First of all, make sure you have the right sort of container.  Plants grown in pots aren't able to get the same benefits from the environment as those that are grown in the ground.  They can quickly become too dry, or get waterlogged.  A container with a good drainage system is essential for them to grow successfully.  Also make sure that it is large enough - both wide and deep - so that there is room for the plants to grow.  I usually grow small nursery plants, rather than rearing them from seed.  They seem to be hardier this way, and often don't seem to get enough sunlight in the early growing stages if I bring them on from seeds. 

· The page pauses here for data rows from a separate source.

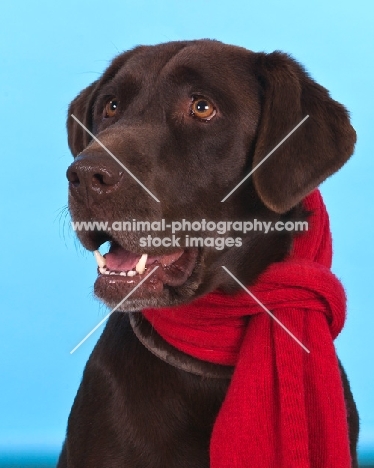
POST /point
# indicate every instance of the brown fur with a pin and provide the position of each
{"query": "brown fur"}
(132, 409)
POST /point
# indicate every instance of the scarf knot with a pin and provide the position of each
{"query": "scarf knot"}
(285, 406)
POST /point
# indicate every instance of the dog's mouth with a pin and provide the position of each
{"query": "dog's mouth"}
(145, 276)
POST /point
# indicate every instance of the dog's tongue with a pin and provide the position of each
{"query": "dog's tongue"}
(120, 259)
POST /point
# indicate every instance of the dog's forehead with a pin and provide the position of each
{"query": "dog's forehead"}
(211, 59)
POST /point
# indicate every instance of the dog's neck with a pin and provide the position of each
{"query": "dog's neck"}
(148, 336)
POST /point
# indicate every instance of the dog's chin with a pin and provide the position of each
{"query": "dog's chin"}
(165, 280)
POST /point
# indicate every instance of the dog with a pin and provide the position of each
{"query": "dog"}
(184, 123)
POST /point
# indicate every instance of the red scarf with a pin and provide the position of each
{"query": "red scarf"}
(284, 407)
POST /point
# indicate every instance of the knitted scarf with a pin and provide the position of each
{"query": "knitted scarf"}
(284, 407)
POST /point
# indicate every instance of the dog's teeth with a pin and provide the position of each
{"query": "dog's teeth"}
(99, 258)
(140, 266)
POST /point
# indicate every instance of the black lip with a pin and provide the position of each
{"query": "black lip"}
(113, 288)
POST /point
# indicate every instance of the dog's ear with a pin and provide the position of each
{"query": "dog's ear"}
(81, 107)
(317, 149)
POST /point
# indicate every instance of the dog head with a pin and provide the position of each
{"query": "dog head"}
(166, 133)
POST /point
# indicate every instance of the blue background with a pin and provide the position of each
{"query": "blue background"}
(49, 51)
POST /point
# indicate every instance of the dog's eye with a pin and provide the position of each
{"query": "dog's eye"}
(202, 108)
(111, 108)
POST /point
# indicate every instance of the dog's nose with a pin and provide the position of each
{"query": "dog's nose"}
(94, 176)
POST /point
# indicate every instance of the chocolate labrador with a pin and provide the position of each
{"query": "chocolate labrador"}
(178, 126)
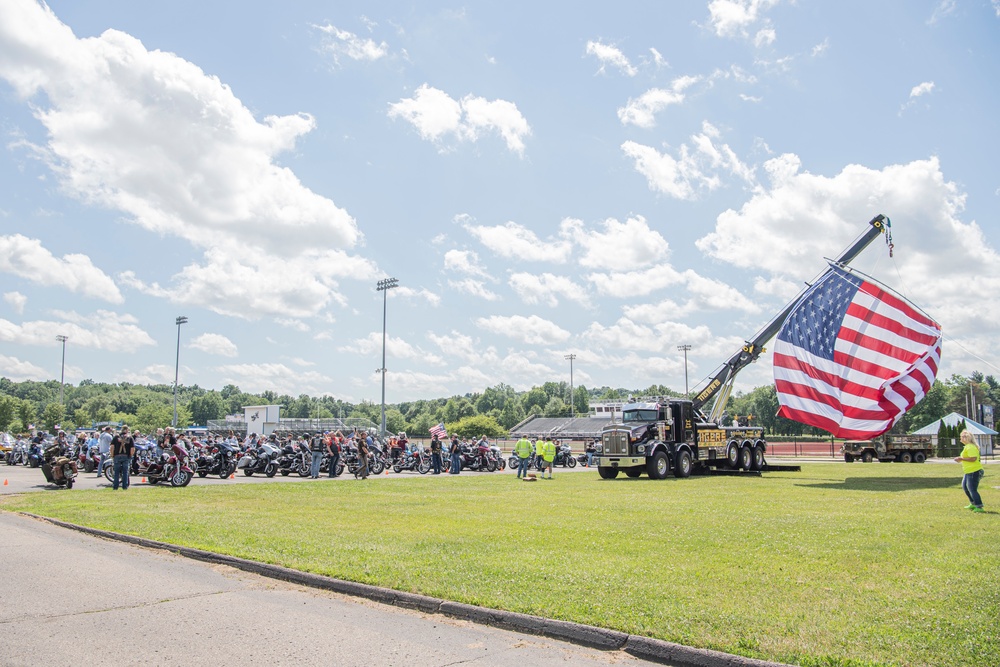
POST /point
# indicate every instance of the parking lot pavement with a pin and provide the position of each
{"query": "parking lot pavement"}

The material that you plant them in is also important.  Bulbs will need a different sort of potting compost than plants such as minature conifers, ivies and other small shrubs and evergreens.  If you are planting a mixture of different things all in one container, it is probably best to use a multipurpose compost and then regularly top dress it so that the larger plants don't take nutrients from the smaller ones and there is enough to go round.  You will also need to feed them during the growing phase - but again, this isn't necessary for bulbs.  Make sure the bottom of the container has some gravel or grit in it, to aid with drainage.  You can also get granules that hold water which are especially designed for container growing.  These are expensive, but do ensure that the plants get enough moisture.  If you live in a cooler climate like we do, this may not be so necessary, but do remember that just because it is cold, it may not necessarily be damp.

Make sure that your new purchases are planted deeply enough in their containers.  Bulbs especially need to be buried at least 3 times their own depth in soil.  They should be placed in the most sheltered spot that you can find, and do keep an eye to make sure that their compost isn't too damp, or the bulbs will rot and not flower.  Conifers will need some grit or sand on the top of the compost too, and I tend to plant these separately and mix a little sand into the compost all the way through, as they prefer this to a denser planting medium.  Watch out that they don't get too dry as well though.  I like cyclamen, but they do need to be protected from frost - so on really cold nights, I bring them indoors and put them right by the front door.  Any further into the flat and they would become too warm, which would not be good for them. 

During the winter months you should not need to prune plants, as most plants are dormant at this time and not growing.  If you are only intending to keep them for the winter and spring period then pruning probably won't be necessary at all (most annual plants don't really do so well the next year, no matter how well you nurture them.  I have tried this with fuscias, and although they will flower for a second - and even third - season, they never seem to do so well as they did the first year). 

Of course, if you really don't have anywhere suitable to grow anything outside, you can always use a windowsill and grow some herbs like we have.  We just bought supermarket ones and replanted them!  They have served us pretty well throughout the summer months, and are only now, as the hours of daylight shorten and the temperature cools, starting to look a little bit tired.  But they are still growing and green, and that's the most important bit about being a gardener - indoors or out!